There are way too many connections on a default Windows system and since Windows is closed source, you cannot fully trust it to not establish any other connections.
I have 2 simple ideas:
- The easiest and should be used regardless of any additional firewalls: Use PeerBlock. Simply create three lists, one for blocking all IPs with a single 0.0.0.0-255.255.255.255 range. The other two will be for allowing connections, one for a Tor relay list, the other for other whitelisted IPs that you prefer or which are required for internet connection.
- Use a physical or virtual router to whitelist Tor IPs while blocking everything else. I would suggest a cheap physical router that you can install an open source firmware. The other idea is to have a virtual router which I didn't try because it would still not be secure (closed-source Windows) and it would require more system resources. Here is a tutorial which could work: http://timita.org/wordpress/2011/07/29/protect-your-windows-laptop-with-pfsense-and-virtualbox-part-1-preamble/
In order to whitelist Tor IPs, there are some websites providing Tor relay lists. You may need to use other tools to convert these lists to be used on PeerBlock or on your router. Also, you may have to regularly update your lists, though it would work a long time without updates.

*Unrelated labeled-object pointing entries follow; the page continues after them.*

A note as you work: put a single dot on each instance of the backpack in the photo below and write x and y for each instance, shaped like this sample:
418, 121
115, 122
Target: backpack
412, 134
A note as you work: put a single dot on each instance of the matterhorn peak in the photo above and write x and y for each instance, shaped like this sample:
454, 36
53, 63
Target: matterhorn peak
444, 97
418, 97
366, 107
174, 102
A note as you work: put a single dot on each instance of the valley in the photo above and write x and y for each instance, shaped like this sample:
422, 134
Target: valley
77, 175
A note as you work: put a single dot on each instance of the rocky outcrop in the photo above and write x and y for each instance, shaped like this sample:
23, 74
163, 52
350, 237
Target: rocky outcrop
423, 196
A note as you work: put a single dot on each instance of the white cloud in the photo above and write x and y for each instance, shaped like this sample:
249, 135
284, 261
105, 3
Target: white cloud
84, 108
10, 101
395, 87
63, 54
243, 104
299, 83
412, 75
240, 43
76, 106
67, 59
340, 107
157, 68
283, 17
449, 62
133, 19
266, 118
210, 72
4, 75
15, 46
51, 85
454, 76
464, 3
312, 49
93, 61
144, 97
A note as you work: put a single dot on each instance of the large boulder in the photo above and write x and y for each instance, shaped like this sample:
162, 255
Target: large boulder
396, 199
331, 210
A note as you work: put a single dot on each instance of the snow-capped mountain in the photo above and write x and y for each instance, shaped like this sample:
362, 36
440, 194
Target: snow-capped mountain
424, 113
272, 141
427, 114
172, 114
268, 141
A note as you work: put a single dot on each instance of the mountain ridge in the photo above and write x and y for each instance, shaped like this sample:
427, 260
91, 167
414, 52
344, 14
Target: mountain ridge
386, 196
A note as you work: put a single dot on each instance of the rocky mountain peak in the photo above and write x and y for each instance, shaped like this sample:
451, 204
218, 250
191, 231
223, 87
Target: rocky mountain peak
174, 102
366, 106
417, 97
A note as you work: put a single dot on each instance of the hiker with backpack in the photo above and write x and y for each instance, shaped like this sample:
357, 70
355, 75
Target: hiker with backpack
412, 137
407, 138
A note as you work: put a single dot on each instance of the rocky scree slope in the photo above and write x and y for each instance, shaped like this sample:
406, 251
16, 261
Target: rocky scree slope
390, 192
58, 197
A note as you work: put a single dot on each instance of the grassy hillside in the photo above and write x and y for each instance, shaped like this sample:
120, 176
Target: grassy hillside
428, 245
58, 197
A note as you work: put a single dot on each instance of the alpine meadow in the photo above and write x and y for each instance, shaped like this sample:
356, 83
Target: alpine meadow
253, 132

First, you should use the advanced firewall (start >run >wf.msc). There you should block everything with the general settings, block all incoming traffic without exception and all outbound traffic except specific rules. Then you should create two rules:
The first for tor.exe that allows all TCP out connections on any port (you can allow only port 443 which is the default port that tor.exe tries, but on restricted networks the tor.exe app will try many other ports, and anyway you have to trust the tor.exe process, if it's compromised then you're screwed anyway).
The second rule is firefox.exe TCP out with ports 9151 and 9150 AND destination address only 127.0.01, that rule basically says that firefox.exe is only allowed to connect to the tor.exe process which is availabe on 127.0.01:9150-1.
All the other Allow rules should be disabled, except the Core network-DHCP client if you're using a dynamic IP address. If should use static address (either by your ISP or your router config) then you can disable the DHCP rule on the firewall too.
Using these rules and monitoring network traffic with sysinternals process monitor seems to block virtually everything. Howether, of course it is always preferable to use Tails which is much more secured.